Barton has ties with Samaritans as the charity’s founder Chad Varah was born in the town. A garden in Baysgarth Park is dedicated to his memory.

Last year former Barton Town Mayor Councillor Nigel Pinchbeck raised more than £6,500 for Scunthorpe Samaritans. The branch promised to re-invest some of that into the town.

It’s the latest sports deal struck by Scunthorpe Samaritans as the charity encourages men and young people to seek help when they need it. Statistics from Samaritans show the rate of death as a result of suicide is three times higher among men than women. The charity is also the shirt sponsor of Scunthorpe Rugby Club juniors and Messingham Cricket Club.

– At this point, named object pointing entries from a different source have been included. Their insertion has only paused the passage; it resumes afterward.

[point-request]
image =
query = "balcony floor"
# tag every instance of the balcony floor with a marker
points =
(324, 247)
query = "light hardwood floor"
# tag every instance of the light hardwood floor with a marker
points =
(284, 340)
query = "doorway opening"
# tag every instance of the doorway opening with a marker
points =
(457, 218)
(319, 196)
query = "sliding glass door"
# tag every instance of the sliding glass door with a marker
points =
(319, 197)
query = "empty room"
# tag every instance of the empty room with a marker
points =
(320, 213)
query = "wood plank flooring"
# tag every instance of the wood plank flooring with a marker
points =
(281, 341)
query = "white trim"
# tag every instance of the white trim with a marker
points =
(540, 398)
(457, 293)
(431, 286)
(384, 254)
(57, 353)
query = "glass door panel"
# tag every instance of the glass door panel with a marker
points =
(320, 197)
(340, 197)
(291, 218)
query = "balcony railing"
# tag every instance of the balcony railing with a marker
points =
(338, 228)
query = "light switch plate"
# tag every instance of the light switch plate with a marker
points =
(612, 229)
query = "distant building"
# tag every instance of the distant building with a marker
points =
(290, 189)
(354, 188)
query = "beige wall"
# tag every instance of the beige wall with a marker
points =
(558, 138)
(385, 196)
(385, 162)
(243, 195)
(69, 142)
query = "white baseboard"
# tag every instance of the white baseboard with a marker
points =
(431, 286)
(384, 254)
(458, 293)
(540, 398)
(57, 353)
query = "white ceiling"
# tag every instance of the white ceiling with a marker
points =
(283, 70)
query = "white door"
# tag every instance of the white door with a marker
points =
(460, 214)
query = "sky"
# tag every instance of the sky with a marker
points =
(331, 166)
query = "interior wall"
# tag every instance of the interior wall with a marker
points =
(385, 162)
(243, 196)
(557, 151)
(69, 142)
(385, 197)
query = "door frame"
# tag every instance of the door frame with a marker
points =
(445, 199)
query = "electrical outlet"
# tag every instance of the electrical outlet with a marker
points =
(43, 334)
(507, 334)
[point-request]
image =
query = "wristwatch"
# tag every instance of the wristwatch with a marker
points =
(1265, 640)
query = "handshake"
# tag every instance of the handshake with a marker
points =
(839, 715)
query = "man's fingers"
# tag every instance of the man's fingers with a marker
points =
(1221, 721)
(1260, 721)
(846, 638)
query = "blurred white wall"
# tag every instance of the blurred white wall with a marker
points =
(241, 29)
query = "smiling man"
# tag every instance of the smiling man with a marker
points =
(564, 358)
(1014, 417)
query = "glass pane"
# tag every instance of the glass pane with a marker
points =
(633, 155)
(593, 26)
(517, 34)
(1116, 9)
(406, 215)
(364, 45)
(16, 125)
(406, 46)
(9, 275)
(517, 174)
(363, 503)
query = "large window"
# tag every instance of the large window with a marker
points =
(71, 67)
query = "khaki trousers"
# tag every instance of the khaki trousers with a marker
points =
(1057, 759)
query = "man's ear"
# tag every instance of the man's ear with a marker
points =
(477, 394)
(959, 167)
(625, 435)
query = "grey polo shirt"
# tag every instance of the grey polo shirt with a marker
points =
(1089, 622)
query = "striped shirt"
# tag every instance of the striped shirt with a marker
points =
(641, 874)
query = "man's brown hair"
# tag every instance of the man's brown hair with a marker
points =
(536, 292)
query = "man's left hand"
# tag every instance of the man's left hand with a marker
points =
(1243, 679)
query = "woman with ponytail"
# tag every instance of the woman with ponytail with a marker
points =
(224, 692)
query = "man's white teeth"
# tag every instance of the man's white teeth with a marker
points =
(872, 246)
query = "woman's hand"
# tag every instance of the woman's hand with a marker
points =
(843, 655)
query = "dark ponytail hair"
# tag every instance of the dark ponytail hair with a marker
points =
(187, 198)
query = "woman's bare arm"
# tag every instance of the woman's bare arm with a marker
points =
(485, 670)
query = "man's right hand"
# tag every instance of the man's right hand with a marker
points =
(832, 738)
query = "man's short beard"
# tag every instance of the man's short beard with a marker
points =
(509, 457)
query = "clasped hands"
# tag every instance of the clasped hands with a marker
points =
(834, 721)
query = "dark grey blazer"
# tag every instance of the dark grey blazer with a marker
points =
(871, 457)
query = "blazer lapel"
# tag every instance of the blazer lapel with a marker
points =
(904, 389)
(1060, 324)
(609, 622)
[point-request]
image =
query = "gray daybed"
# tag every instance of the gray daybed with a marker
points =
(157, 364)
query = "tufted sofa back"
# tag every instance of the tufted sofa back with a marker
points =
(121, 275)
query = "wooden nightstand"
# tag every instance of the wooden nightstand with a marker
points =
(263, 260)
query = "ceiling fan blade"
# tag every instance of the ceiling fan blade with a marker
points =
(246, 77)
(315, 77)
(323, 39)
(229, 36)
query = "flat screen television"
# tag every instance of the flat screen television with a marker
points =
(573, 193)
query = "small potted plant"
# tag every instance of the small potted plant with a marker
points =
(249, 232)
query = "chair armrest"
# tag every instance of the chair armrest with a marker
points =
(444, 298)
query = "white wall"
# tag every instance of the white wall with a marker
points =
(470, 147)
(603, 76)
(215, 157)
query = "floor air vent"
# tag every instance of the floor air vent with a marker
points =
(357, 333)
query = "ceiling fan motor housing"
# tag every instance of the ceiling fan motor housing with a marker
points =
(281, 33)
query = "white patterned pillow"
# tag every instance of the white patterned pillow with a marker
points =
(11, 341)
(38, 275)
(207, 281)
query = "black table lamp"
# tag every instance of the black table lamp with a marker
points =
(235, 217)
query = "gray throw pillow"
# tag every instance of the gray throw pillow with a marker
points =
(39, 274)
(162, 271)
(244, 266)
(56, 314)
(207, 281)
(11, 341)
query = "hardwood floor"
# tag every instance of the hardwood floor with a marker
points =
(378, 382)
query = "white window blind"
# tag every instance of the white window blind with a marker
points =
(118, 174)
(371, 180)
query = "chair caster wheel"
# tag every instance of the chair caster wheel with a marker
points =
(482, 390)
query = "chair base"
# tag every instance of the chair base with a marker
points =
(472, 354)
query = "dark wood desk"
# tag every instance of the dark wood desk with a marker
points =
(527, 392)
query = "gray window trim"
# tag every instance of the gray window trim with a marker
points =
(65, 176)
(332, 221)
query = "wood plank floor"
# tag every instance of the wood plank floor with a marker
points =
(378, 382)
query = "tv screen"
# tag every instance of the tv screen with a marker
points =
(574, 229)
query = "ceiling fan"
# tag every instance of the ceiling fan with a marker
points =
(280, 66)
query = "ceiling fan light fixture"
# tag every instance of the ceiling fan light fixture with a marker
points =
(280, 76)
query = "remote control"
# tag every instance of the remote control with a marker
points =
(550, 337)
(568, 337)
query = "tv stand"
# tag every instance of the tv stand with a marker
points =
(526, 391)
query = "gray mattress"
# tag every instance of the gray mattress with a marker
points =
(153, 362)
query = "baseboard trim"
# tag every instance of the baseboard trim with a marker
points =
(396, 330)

Scunthorpe Samaritans is sponsoring the reserve team kit because it is the most worn by the players. They wear their reserve team clothing at the ground and day-to-day. This means people in Barton and beyond will have more opportunities to see the logo.

Above: Barton footballers show off the back of their new shirts, sponsored by Scunthorpe Samaritans.

As part of the deal an eye-catching hoarding board also features the Scunthorpe Samaritans logo. And the club will fundraise for the charity.

Liam Graham, the Reserve Team Manager, said: “Mental health is a big thing in sport, but it isn’t an easy subject. We should use the power of sport to raise awareness.
“As team manager it’s important my lads realise there is someone to turn to when they need help.

“People will see the Scunthorpe Samaritans logo as the players walk around in their kit. So, more people will become aware of Samaritans and what they’re about.”

Halyna De Boer, Director of Scunthorpe Samaritans, said: “We want people to understand it’s okay to not be okay. We know men are our target audience because they are reluctant to talk. We hope when people see the team wearing their shirts, in the pub or around town, they will feel better about sharing their problems.”